Comment by aborsy
I would note that, although obviously the confidentiality in TLS is based on public key cryptography, authentication by mTLS doesn’t reach the cryptography part.
The process starts with a client and server hello. Then the server sends its certificate to the client, and the client sends its certificate to the server. The server verifies that the client’s certificate is signed by a certificate authority in its trust store. That’s the authentication part. The client’s private key is not used.
The confidentiality comes next if authentication is successful.
I asked because X509 certificates are complex and difficult to securely parse. Also mTLS is rarely used.
PostgreSQL uses OpenSSL for TLS: https://www.postgresql.org/docs/devel/install-requirements.h...
> The client’s private key is not used.
This whole section is incorrect. It's called mutual TLS. The client's private key is used to prove to the server it has the private key for the public key it's handing to the server. Just like the server has to prove to the client, it has the private key to the public cert it hands out.

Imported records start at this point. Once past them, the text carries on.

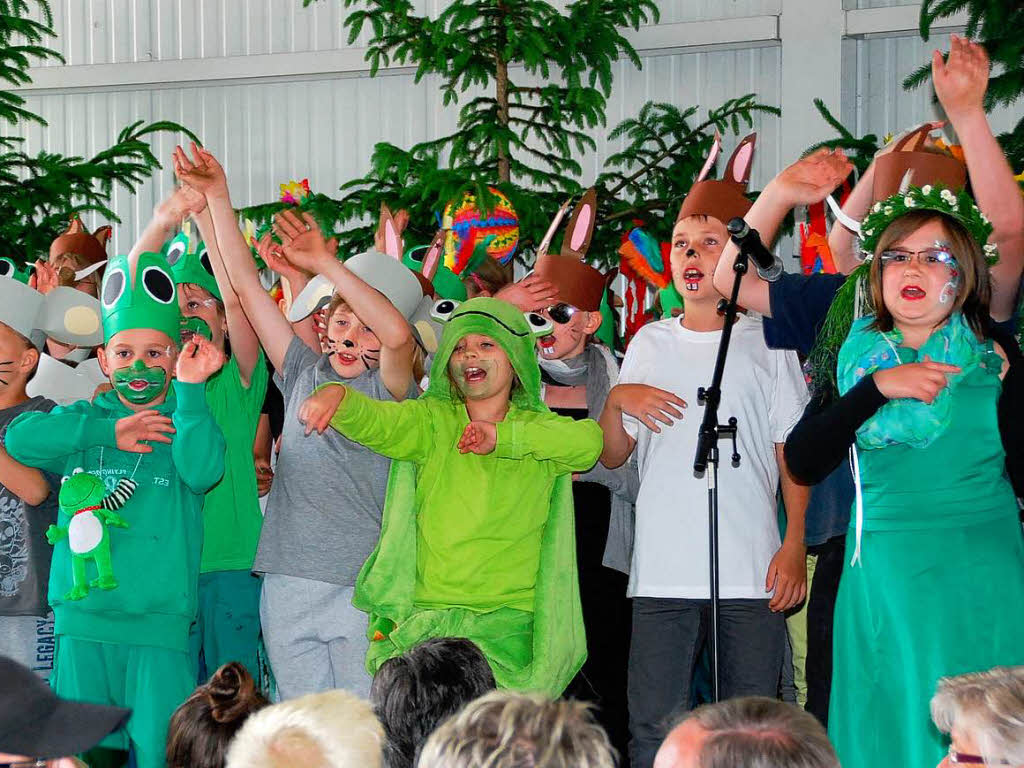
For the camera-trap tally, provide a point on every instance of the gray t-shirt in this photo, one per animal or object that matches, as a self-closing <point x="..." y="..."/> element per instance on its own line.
<point x="324" y="512"/>
<point x="25" y="553"/>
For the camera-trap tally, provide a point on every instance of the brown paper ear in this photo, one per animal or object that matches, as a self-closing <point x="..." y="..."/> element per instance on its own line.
<point x="432" y="257"/>
<point x="738" y="169"/>
<point x="581" y="227"/>
<point x="102" y="235"/>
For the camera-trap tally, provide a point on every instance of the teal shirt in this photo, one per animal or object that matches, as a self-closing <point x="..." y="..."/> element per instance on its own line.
<point x="156" y="560"/>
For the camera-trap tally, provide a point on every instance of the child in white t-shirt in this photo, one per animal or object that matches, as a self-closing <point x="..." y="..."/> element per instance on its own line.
<point x="760" y="577"/>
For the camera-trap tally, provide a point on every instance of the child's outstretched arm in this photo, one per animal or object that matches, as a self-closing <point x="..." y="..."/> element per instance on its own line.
<point x="397" y="430"/>
<point x="808" y="180"/>
<point x="245" y="344"/>
<point x="27" y="483"/>
<point x="166" y="218"/>
<point x="271" y="327"/>
<point x="306" y="248"/>
<point x="960" y="84"/>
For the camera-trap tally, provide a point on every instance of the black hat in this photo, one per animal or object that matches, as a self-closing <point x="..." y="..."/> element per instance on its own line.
<point x="35" y="723"/>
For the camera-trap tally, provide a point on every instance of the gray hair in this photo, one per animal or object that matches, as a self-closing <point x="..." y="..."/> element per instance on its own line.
<point x="504" y="729"/>
<point x="758" y="732"/>
<point x="989" y="706"/>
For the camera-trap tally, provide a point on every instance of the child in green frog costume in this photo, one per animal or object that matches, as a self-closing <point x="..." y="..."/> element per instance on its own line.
<point x="129" y="645"/>
<point x="83" y="498"/>
<point x="477" y="534"/>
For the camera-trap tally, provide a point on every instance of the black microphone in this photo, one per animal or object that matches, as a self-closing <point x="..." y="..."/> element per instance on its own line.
<point x="769" y="268"/>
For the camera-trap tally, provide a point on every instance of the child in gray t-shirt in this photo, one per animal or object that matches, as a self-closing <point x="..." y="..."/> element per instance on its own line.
<point x="323" y="517"/>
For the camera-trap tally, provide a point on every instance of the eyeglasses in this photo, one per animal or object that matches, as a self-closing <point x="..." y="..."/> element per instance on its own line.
<point x="929" y="258"/>
<point x="963" y="758"/>
<point x="562" y="312"/>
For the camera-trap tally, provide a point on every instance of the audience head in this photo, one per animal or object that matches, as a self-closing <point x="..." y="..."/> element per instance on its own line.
<point x="35" y="725"/>
<point x="753" y="732"/>
<point x="983" y="713"/>
<point x="417" y="691"/>
<point x="202" y="728"/>
<point x="504" y="729"/>
<point x="333" y="729"/>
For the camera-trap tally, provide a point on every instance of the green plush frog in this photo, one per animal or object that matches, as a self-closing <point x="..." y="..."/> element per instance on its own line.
<point x="83" y="498"/>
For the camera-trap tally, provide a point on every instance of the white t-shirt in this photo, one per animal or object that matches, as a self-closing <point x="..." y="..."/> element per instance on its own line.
<point x="766" y="391"/>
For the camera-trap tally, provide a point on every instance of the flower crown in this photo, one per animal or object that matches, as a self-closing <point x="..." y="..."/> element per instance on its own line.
<point x="957" y="206"/>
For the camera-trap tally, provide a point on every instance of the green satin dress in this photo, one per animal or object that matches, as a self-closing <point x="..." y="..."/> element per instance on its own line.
<point x="939" y="587"/>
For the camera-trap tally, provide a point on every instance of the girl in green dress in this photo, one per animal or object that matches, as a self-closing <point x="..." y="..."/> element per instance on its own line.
<point x="928" y="413"/>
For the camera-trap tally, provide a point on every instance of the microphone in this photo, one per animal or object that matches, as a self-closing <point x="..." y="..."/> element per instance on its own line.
<point x="769" y="268"/>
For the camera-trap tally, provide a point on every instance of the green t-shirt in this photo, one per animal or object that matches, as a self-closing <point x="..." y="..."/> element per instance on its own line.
<point x="231" y="517"/>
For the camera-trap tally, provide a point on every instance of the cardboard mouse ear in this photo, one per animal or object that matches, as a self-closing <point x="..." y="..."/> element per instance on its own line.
<point x="432" y="257"/>
<point x="738" y="169"/>
<point x="71" y="316"/>
<point x="581" y="227"/>
<point x="716" y="147"/>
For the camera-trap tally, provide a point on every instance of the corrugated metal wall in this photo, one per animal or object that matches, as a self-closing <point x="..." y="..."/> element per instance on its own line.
<point x="325" y="129"/>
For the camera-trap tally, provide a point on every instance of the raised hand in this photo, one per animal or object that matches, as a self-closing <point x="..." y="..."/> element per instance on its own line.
<point x="922" y="381"/>
<point x="320" y="408"/>
<point x="478" y="437"/>
<point x="961" y="80"/>
<point x="810" y="179"/>
<point x="530" y="294"/>
<point x="133" y="432"/>
<point x="303" y="242"/>
<point x="203" y="173"/>
<point x="199" y="360"/>
<point x="648" y="403"/>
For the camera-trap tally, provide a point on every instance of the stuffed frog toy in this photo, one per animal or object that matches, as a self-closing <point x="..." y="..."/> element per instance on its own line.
<point x="84" y="500"/>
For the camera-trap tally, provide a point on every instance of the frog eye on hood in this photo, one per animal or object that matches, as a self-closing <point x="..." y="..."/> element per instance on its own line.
<point x="443" y="309"/>
<point x="539" y="325"/>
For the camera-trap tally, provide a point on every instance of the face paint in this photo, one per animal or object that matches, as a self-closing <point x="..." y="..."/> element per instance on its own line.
<point x="190" y="326"/>
<point x="139" y="384"/>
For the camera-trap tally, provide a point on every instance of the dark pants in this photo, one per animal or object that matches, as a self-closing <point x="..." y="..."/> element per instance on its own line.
<point x="820" y="606"/>
<point x="668" y="636"/>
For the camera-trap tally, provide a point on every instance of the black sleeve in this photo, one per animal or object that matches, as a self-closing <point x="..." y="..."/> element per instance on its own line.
<point x="824" y="433"/>
<point x="1011" y="409"/>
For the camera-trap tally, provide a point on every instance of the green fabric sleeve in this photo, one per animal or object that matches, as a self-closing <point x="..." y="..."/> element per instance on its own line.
<point x="45" y="440"/>
<point x="570" y="445"/>
<point x="397" y="430"/>
<point x="198" y="444"/>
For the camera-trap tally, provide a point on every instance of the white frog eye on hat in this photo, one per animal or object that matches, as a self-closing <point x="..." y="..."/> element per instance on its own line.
<point x="443" y="309"/>
<point x="539" y="325"/>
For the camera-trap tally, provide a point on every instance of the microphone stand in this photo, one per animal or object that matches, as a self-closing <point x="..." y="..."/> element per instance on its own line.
<point x="711" y="432"/>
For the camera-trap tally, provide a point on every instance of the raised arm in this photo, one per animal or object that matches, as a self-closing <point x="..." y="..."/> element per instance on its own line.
<point x="306" y="248"/>
<point x="205" y="174"/>
<point x="806" y="181"/>
<point x="960" y="84"/>
<point x="245" y="344"/>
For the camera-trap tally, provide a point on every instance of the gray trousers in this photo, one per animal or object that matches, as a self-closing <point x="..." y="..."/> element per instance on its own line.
<point x="668" y="637"/>
<point x="315" y="640"/>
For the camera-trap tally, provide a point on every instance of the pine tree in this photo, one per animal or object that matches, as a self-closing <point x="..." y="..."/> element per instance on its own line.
<point x="39" y="193"/>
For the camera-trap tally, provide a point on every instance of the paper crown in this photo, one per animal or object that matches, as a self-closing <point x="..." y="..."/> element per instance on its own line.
<point x="725" y="198"/>
<point x="77" y="240"/>
<point x="577" y="282"/>
<point x="138" y="292"/>
<point x="189" y="262"/>
<point x="925" y="166"/>
<point x="66" y="314"/>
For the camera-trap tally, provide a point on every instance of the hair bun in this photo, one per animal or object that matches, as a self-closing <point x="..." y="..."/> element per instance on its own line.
<point x="231" y="693"/>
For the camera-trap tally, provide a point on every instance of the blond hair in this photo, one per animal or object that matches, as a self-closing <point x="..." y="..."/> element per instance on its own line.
<point x="989" y="706"/>
<point x="334" y="729"/>
<point x="504" y="729"/>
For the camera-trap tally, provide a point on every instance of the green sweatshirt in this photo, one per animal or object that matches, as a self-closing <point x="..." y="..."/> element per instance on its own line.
<point x="156" y="560"/>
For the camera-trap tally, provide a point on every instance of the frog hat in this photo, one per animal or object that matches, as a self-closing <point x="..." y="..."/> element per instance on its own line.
<point x="514" y="331"/>
<point x="139" y="292"/>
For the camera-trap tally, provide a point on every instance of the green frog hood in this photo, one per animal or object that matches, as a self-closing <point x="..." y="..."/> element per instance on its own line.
<point x="514" y="331"/>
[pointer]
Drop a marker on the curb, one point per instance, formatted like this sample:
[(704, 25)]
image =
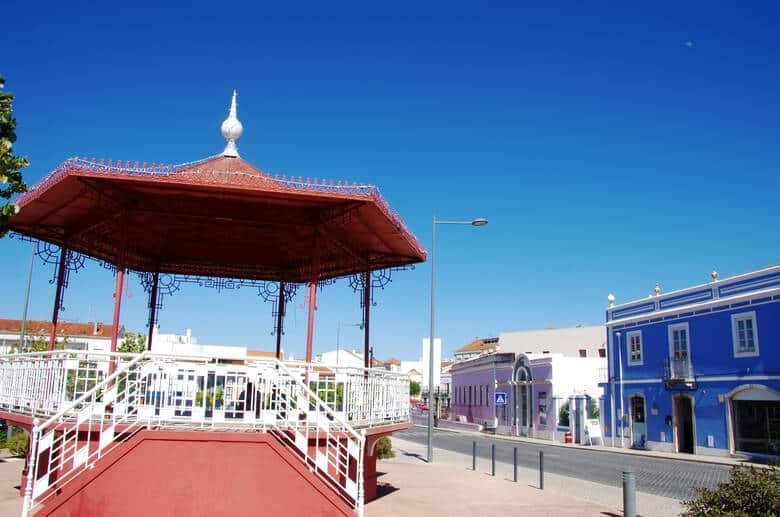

Otherwise there is no authentication going on at all.
See the RFC: https://www.rfc-editor.org/rfc/rfc8446 If you are unfamiliar with RFC's, see Section 4.4 and Appendix E.1, which talk about client auth and the handshake respectively.
> I asked because X509 certificates are complex and difficult to securely parse
Yes, but that's why PG relies on OpenSSL to do that work for them. It's widely deployed, even using client certificates. X.509 is used with client certificates by at least 3.5M active personnel with the US DoD via their Common Access Card, as one widely used example.
> Also mTLS is rarely used.
Mutual TLS or client auth is not often used in the browser context, because the browsers have miserable UX around it. I wish that would change, but I'm one of the very few.
It's regularly used outside of the browser context though. Lots of B2B and Service Oriented Architectures use it.